In 1990, Hemingway founded his own quintet, which at first included his mates from BassDrumBone, along with saxophone and cello. Within two years, the line-up had settled into the personnel heard on the new Waltzes, Two-Steps, and Other Matters of the Heart (GM Recordings): Dutch trombonist Wolter Wierbos, American expatriate saxophonist Michael Moore, Dutch cellist Ernst Reijseger, and American bassist Mark Dresser. The overt humor of the trio gave way to a drier, more ironic wit (a Dutch specialty); the additional instruments afforded Hemingway the composer more orchestral possibilities, and they added greater depth in the group improvisations. Over the years, the Gerry Hemingway Quintet grew progressively more daring as the members got more familiar with one another and the material. They played Hemingway's most formidably complex charts with breathtaking ease, their group improvisations took on the elegance and clarity of composition, and they clearly had a ball when they performed.

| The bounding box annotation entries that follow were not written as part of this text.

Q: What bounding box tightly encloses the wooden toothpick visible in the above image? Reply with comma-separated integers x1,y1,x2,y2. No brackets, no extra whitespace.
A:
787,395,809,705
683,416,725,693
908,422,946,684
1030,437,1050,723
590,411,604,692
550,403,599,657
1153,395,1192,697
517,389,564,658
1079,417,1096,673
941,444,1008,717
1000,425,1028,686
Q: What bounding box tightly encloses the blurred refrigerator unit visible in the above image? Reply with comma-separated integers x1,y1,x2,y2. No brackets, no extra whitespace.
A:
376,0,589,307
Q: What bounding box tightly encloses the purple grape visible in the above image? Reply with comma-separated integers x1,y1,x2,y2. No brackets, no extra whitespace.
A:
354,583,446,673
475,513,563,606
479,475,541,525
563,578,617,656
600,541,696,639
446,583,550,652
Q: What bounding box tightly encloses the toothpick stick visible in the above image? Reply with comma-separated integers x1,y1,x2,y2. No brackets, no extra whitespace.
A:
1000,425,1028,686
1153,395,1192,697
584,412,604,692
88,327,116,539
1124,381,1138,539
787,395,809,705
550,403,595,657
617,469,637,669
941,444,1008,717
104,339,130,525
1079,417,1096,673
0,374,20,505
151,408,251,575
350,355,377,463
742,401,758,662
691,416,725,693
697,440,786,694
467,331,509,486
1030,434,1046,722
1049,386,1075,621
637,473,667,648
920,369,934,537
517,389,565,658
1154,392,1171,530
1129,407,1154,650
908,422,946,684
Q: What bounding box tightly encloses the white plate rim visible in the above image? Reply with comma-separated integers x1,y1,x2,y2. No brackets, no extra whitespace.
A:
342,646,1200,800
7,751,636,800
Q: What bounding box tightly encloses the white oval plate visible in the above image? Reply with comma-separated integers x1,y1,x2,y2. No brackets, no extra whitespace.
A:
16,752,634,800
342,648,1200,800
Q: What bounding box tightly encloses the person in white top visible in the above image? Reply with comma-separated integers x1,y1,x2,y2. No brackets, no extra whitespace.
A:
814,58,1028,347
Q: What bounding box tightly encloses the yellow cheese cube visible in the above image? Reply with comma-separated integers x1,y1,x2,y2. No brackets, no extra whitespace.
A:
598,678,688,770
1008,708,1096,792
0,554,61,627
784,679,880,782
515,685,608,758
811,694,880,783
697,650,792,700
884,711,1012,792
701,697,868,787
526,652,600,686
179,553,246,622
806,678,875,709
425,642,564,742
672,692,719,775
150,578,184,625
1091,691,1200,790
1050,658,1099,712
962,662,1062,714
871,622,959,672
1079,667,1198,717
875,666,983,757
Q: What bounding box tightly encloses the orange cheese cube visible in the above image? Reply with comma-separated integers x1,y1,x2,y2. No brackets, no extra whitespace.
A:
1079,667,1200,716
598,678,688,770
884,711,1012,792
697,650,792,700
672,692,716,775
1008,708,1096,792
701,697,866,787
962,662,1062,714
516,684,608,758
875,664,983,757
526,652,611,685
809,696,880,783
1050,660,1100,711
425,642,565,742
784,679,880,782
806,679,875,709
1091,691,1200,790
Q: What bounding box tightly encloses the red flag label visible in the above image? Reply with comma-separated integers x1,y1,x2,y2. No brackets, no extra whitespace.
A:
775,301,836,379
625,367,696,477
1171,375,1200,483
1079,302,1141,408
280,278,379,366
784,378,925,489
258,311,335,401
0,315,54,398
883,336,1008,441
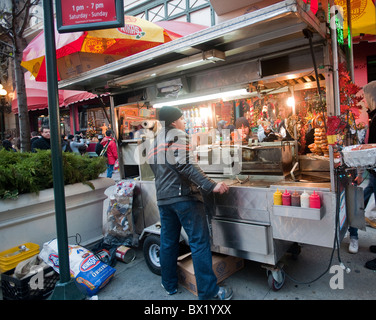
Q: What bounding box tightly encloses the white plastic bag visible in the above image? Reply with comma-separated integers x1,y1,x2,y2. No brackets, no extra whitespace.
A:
39,239,116,296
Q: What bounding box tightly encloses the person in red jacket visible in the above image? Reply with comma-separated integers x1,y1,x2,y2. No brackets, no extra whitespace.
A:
101,130,118,178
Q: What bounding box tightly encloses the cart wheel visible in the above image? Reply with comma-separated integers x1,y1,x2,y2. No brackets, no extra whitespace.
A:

The new release, which Hemingway says will be their last, is drawn from two concerts from an arduous 1995 European tour that found them playing at their very best. Hemingway gave them plenty to work with. "Waltz in Seven" sandwiches a written theme between trio and duo improvisations but still conveys formal integrity and maintains an atmosphere of bemused melancholy. "Full Off" offers a blustery theme over a shuffle beat with the hiccups, then evolves through several tempos, collective improvisations, and solos with written and improvised commentary from the rest of the group -- the kind of fully sustained performance that only a great working band can pull off. The extended "Toombow" and "Gitar" (a tune that is, in typical Hemingway fashion, by turns ethereal and funky) let Hemingway explore rhythm and rhythmic coloration and alternately push the group and allow it to float off on its own tangents.

Hemingway has disbanded the international quintet, and BassDrumBone, with each member a leader in his own right, gets together only rarely for concerts and festivals. With these two releases Hemingway seems to be closing a chapter of his career -- which means we can look forward to the beginning of the next one.